E’ di oltre 7 milioni di euro l’investimento complessivo che interessa il liceo classico musicale e coreutico Azuni di Sassari, arrivato in fase di gara d’appalto e aggiudicazione dei lavori all’impresa, che vedrà il risanamento, la riqualificazione e la ri-funzionalizzazione sia della sede centrale che della succursale. In corso di progettazione l’adeguamento dell’Istituto Agrario di Sassari che verrà finanziato con ben 5 milioni e 600 mila euro, con fondi propri e regionali, scuole del nuovo millennio – Asse 1 oltre ai 240 mila euro già spesi per lavori di adeguamento dell’area ex liceo scientifico. E’ in corso la gara d’appalto per Lavori di miglioramento e adeguamento sismico e consolidamento del liceo scientifico di Via Monte Grappa, dove ci sono a disposizione circa 3 milioni di euro di fondi Miur senza contare i 300 mila euro messi a disposizione dalla provincia per l’abbattimento delle barriere architettoniche e per il consolidamento del manto di copertura in attesa del contratto d’appalto.
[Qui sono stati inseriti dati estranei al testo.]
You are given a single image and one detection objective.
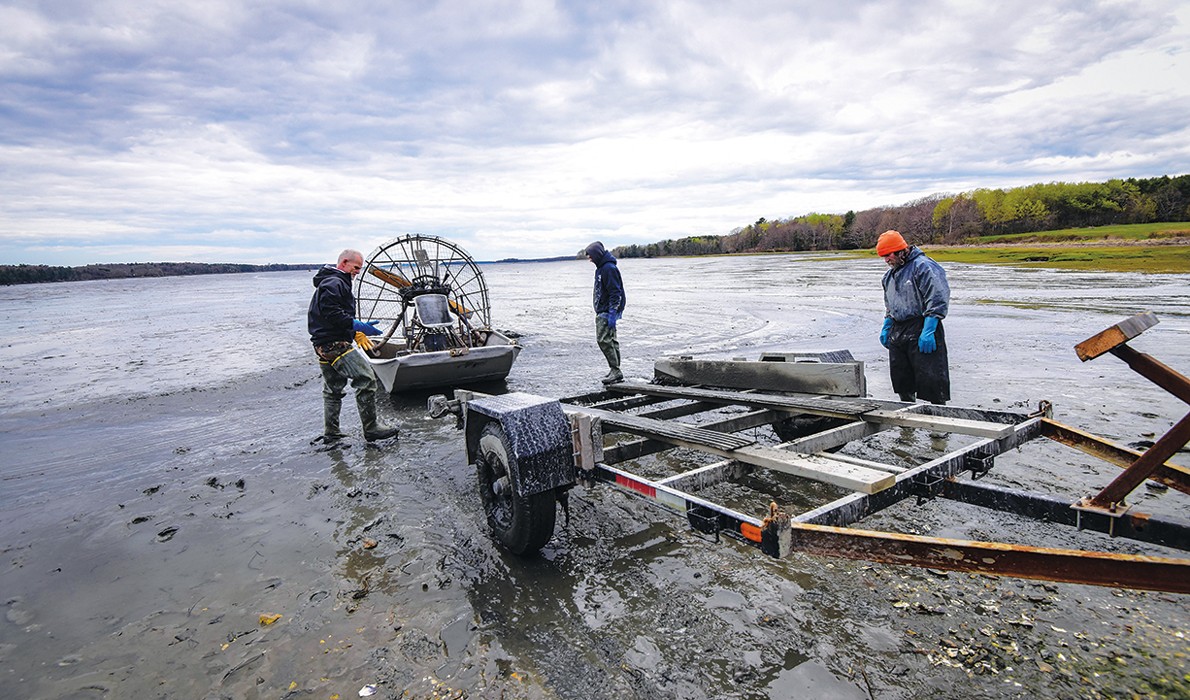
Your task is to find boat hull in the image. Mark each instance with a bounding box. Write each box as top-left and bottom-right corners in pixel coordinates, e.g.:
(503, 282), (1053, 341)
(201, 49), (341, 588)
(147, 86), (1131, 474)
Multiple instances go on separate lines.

Anche al liceo G.Marconi di Sassari importanti investimenti per le bonifiche dell’amianto; consegnato il progetto definitivo esecutivo per oltre 2 milioni di euro per demolire e risanare l’area di intervento. Al liceo Castelvi di Sassari, nella sede centrale, il progetto esecutivo in corso di redazione prevede l’efficientamento energetico completo e la ristrutturazione per oltre 800.000 euro, mentre sono stati già ultimati i lavori di adeguamento alle norme di sicurezza e prevenzione incendi. Anche ad Alghero, finanziamenti a pioggia su numerose strutture: oltre 1 milione e mezzo di euro per il liceo Enrico Fermi che ha già ultimato l’adeguamento funzionale degli spazi esterni e porta aventi le procedure per efficientamento, ristrutturazione, adeguamento sismico. Con i fondi PON edilizia leggera, sono stati ultimati e collaudati i lavori per altri 109 mila euro allo scientifico, all’artistico e al tecnico industriale per totali 109 mila euro. Altri 550 mila euro sono a disposizione al liceo artistico per la realizzazione di un campo polivalente in fase di appalto.
All’Istituto Paglietti di Porto Torres oltre 1 milione 150 mila euro: in fase di progetto esecutivo il secondo intervento per lavori finalizzati all’ottenimento del certificato di prevenzione incendi e indizione gara per i lavori di ristrutturazione che vanno ad avvalersi dei fondi Miur. Oltre 3 milioni da spendere e in parte spesi all’ ITCGA di Ozieri dove tra un mese finiranno i lavori di consolidamento urgente mentre entro dicembre è prevista l’aggiudicazione dei lavori per l’ adeguamento sismico, consolidamento statico, ristrutturazione ed efficientamento energetico. Ma ci sono tanti altri interventi, alcuni ultimati, altri in fase di espletamento gara che interessano gli edifici di competenza della provincia: nonostante le procedure farraginose e le corse imposte dai meccanismi ministeriali, gli uffici del settore edilizia sono riusciti a programmare un piano di opere pubbliche che permetteranno di fruire spazi scolastici di ultima generazione.